• Stars
    star
    143
  • Rank 256,935 (Top 6 %)
  • Language
    C++
  • License
    MIT License
  • Created over 4 years ago
  • Updated about 1 year ago

Reviews

There are no reviews yet. Be the first to send feedback to the community and the maintainers!

Repository Details

In-Memory Subgraph Matching: An In-depth Study by Dr. Shixuan Sun and Prof. Qiong Luo

SubgraphMatching

Introduction

We study the performance of eight representative in-memory subgraph matching (subgraph query) algorithms. Specifically, we put QuickSI, GraphQL, CFL, CECI, DP-iso, RI and VF2++ in a common framework to compare them on the following four aspects: (1) method of filtering candidate vertices in the data graph; (2) method of ordering query vertices; (3) method of enumer- ating partial results; and (4) other optimization techniques. Then, we compare the overall performance of these algo- rithms with Glasgow, an algorithm based on the constraint programming. Through experiments, we find that (1) the fil- tering method of GraphQL is competitive to that of the latest algorithms CFL, CECI and DP-iso in terms of pruning power; (2) the ordering methods in GraphQL and RI are usually the most effective; (3) the set intersection based local candidate computation in CECI and DP-iso performs the best in the enumeration; and (4) the failing sets pruning in DP-iso can significantly improve the performance when queries become large. Based on these new results, we recommend users to adopt specific techniques depending on the data graph den- sity and query size.

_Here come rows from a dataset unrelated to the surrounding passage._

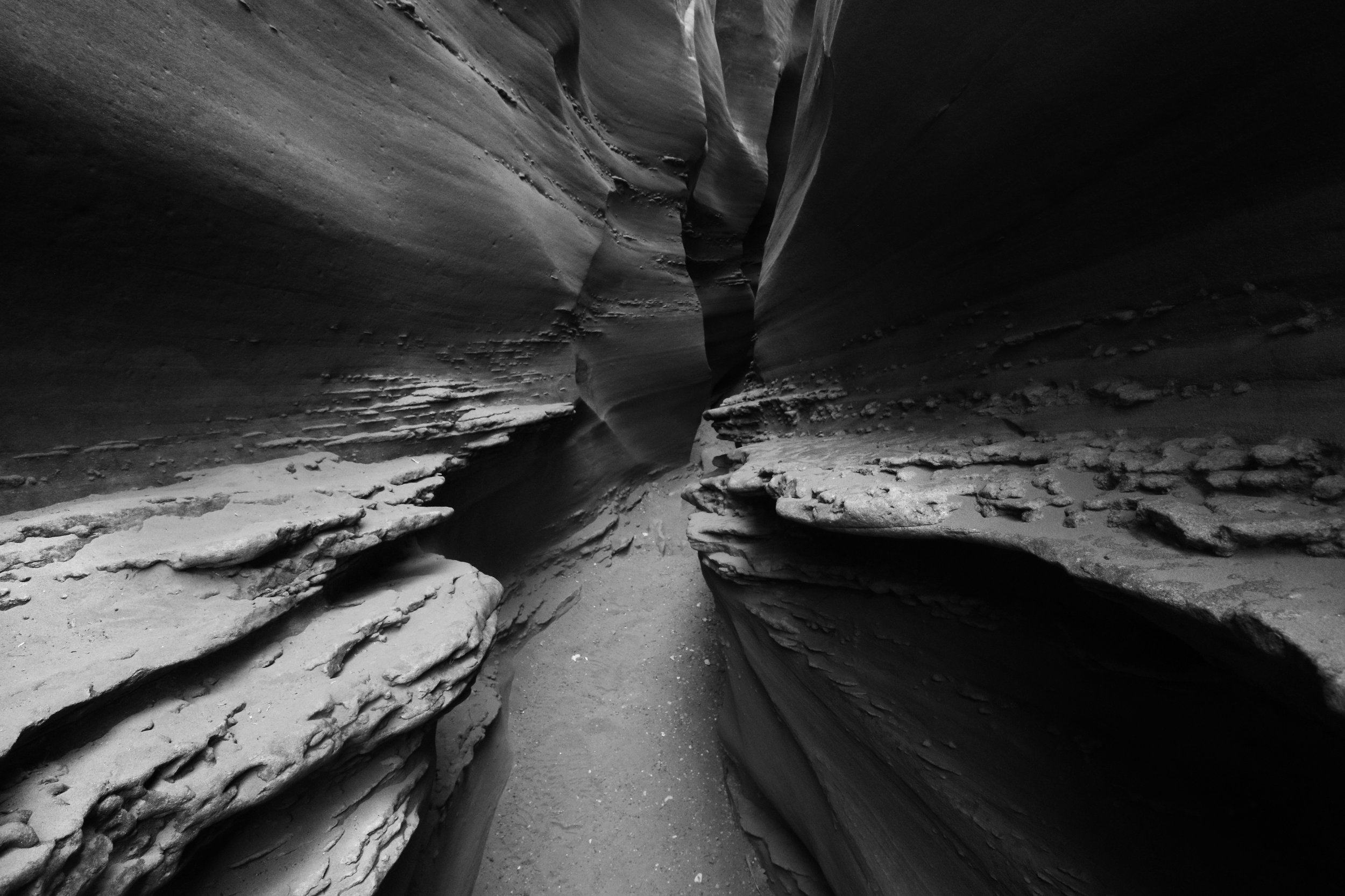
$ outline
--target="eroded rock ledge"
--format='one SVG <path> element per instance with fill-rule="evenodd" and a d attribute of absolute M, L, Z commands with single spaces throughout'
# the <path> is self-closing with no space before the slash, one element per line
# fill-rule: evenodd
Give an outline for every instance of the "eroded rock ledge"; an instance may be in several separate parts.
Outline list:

For the details, please refer to our SIGMOD'2020 paper "In-Memory Subgraph Matching: an In-depth Study" by Dr. Shixuan Sun and Prof. Qiong Luo. If you have any further questions, please feel free to contact us.

Please cite our paper, if you use our source code.

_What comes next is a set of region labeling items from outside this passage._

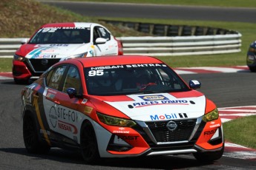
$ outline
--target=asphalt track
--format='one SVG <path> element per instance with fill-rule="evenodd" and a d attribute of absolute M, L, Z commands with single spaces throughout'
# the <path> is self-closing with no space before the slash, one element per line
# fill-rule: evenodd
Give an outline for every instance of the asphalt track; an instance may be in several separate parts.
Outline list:
<path fill-rule="evenodd" d="M 218 107 L 225 107 L 255 105 L 255 75 L 241 72 L 181 77 L 186 82 L 190 79 L 200 81 L 203 86 L 200 91 Z M 11 79 L 0 81 L 0 169 L 256 169 L 255 160 L 225 156 L 212 164 L 197 162 L 188 154 L 110 159 L 91 166 L 85 164 L 79 154 L 62 149 L 53 149 L 47 155 L 28 154 L 23 143 L 20 118 L 20 92 L 23 87 L 14 84 Z"/>
<path fill-rule="evenodd" d="M 254 8 L 43 0 L 39 1 L 70 10 L 85 16 L 256 22 L 256 10 Z"/>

  • "Shixuan Sun and Qiong Luo. In-Memory Subgraph Matching: an In-depth Study. SIGMOD 2020."

Compile

Under the root directory of the project, execute the following commands to compile the source code.

mkdir build
cd build
cmake ..
make

Test

Execute the following commands to test the correctness of the binary file.

cd test
python test.py ../build/matching/SubgraphMatching.out

Execute

After compiling the source code, you can find the binary file 'SubgraphMatching.out' under the 'build/matching' directory. Execute the binary with the following command ./SubgraphMatching.out -d data_graphs -q query_graphs -filter method_of_filtering_candidate_vertices -order method_of_ordering_query_vertices -engine method_of_enumerating_partial_results -num number_of_embeddings, in which -d specifies the input of the data graphs and -q specifies the input of the query graphs. The -filter parameter gives the filtering method, the -order specifies the ordering method, and the -engine sets the enumeration method. The -num parameter sets the maximum number of embeddings that you would like to find. If the number of embeddings enumerated reaches the limit or all the results have been found, then the program will terminate. Set -num as 'MAX' to find all results.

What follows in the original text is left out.